The siege of Lyon occurred on 9 August to 9 October 1793 when French Republican forces laid siege and captured the city of Lyon, which was the centre of a revolt against the French government during the War of the First Coalition.

==Historical background==
The Army of the Alps, under the command of Kellermann, was engaged in a campaign in Savoy against the Piedmontese when it received the assignment to head west in order to re-establish central government authority in Lyon, and was able to turn its attention to its new mission only a month later, on 10 August 1793. Two days after that, on 12 August 1793, the rebellious department was split into two, creating on the western side of the river the department of Loire with its capital at Feurs and, on the eastern side, the department of Rhône. Just over a week later, on 21 August, the Paris government sent to Lyon a high level team that included Georges Couthon, a leading member of the Committee of Public Safety and a close colleague of Robespierre himself. The next day the revolutionary army began its bombardment. During September Lyon was encircled, and on 29 September 1793, on the south-western side of the city, the fort at Sainte-Foy was destroyed.

==The siege==
On 3 October 1793 Couthon called upon the Lyonnais to surrender, and a truce was observed until 7 October. The various representatives leading the city held a succession of group discussions, and on 8 October they sent a team to negotiate with the government representatives, albeit in the face of the opposition of Précy. At the same time two more of the defenders' forts fell, at Saint-Irénée and Saint-Just.
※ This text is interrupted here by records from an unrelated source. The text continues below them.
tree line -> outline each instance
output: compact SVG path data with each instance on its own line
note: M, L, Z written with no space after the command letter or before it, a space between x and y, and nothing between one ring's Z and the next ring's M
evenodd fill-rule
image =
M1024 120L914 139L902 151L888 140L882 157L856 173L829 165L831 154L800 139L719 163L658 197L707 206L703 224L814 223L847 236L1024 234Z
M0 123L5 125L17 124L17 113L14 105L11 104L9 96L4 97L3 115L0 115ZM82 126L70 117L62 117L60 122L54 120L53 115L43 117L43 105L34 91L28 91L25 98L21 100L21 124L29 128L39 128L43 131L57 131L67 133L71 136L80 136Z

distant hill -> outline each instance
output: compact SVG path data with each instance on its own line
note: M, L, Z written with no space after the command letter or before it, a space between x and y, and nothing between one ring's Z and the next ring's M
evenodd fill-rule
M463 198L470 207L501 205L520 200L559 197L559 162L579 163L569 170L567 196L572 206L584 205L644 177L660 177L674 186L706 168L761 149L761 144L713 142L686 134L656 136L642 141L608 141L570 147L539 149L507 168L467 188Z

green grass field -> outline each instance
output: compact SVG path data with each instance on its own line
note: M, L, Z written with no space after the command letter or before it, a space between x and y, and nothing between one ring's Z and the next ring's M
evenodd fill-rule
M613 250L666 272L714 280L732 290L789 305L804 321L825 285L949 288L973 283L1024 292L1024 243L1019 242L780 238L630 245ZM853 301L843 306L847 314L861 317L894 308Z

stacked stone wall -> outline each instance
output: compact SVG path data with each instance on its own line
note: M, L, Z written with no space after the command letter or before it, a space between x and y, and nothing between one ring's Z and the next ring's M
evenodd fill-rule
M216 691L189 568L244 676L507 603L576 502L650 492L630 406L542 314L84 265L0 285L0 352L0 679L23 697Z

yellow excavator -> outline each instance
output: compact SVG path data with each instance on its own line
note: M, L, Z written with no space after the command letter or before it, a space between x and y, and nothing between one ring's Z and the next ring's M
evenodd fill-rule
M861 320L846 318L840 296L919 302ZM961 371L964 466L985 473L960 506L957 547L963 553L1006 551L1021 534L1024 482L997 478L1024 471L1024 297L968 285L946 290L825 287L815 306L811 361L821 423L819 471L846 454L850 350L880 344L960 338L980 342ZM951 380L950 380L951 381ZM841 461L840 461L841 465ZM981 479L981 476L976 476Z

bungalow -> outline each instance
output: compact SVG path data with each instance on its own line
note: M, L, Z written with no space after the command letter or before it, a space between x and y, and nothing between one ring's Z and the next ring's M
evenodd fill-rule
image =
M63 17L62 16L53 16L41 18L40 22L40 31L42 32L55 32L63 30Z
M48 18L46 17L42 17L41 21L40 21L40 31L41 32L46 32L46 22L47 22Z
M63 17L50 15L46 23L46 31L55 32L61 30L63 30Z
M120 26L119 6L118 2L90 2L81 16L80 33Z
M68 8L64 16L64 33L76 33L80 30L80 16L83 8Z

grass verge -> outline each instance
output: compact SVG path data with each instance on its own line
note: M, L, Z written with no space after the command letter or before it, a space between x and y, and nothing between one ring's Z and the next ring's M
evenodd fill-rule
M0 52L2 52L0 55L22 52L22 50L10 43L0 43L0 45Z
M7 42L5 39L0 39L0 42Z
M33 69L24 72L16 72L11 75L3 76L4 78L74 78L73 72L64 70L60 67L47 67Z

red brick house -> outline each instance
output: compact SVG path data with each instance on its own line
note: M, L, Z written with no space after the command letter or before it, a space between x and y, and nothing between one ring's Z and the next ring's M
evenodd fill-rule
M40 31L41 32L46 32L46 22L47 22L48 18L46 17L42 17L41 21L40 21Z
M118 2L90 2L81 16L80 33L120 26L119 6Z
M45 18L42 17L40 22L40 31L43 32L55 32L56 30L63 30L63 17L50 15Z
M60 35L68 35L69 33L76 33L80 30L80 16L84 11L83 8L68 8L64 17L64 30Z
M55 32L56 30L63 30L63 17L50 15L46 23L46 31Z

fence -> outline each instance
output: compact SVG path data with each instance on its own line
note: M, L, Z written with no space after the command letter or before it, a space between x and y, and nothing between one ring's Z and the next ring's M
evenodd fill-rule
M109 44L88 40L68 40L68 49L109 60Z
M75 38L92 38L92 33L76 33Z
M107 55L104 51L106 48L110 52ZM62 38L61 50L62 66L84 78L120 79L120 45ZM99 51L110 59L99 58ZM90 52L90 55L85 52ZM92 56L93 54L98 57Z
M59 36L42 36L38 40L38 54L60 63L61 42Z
The next day, at dawn, Précy escaped via a district in the north-west of Lyon called Vaise, and went into hiding, turning up shortly afterwards in Switzerland. The city's civil authorities surrendered to the central government representatives at midday.

==Aftermath==
On 11 October the government delegates decided on the destruction of the city walls. On 12 October Barère, a leading member of the government, put a decree through the convention that Lyon was to lose its name, and would instead be known as Ville-Affranchie (Liberated City) and would be destroyed. All the properties occupied by rich people would be demolished, leaving just the houses of the poor and the homes of duped or banished patriots, buildings specially dedicated to industry and monuments dedicated to humanity and public instruction. On the ruins of Lyon would be erected a commemorative column which would testify to posterity the crimes committed and the punishment received by the city's royalists, with the inscription "Lyon made war on liberty: Lyon is no more!". In the event, of 600 houses scheduled for demolition, only about fifty were actually destroyed.